Le patronat a en revanche renoncé à réduire de moitié le plafond de l'indemnisation après un an de chômage, mesure qui introduisait une dégressivité des allocations.

Il a également renoncé à porter à 52 ans au lieu de 50 l'âge auquel la durée maximum d'indemnisation passe de 24 à 36 mois.

Il a enfin accepté de remonter à 5.475 euros bruts par mois le plafond du cumul revenu d'activité-indemnisation pour les intermittents du spectacle, au lieu de 3.129 euros dans une mouture antérieure du projet d'accord.

Le président du Medef, Pierre Gattaz, a failli bloquer tout accord.
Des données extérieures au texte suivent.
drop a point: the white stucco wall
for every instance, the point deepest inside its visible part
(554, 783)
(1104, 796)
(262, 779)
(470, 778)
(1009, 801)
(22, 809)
Selon des sources patronales et syndicales, il a exigé de sa délégation le maintien de l'objectif d'au moins un milliard d'euros d'économies net. D'autres sources disent qu'il a voulu au dernier moment limiter la durée de l'accord pour rouvrir la négociation avant la fin de l'année.

Ces exigences, alors qu'un accord était presque conclu avec la CFDT, la CFTC et FO, ont eu le don d'irriter ses partenaires de la CGPME et de l'UPA.

"Nous avons fait du bon boulot. Ce n'est pas nous qui avons un problème, c'est le Medef", lançait vers 23h00 (22h00 GMT) le négociateur de l'UPA, Patrick Liebus.

"Ça fait trois heures que son staff essaye de le convaincre que l'absence d'accord ferait un clash politique terrible", confiait pour sa part un membre de la délégation de la CGPME.

Quelques instants plus tard, la même source annonçait finalement à Reuters que le blocage était levé, avant que le Medef salue dans un communiqué "un premier pas vers une réforme encore à construire".

Une satisfaction mitigée confirmée par le négociateur de l'organisation patronale: "La trajectoire financière est loin d'être satisfaisante", a dit Jean-François Pilliard. "Nous tablons tous sur le fait que, à moyen terme, il y aura une amélioration du niveau de chômage", sinon des mesures complémentaires s'imposeront, a-t-il ajouté.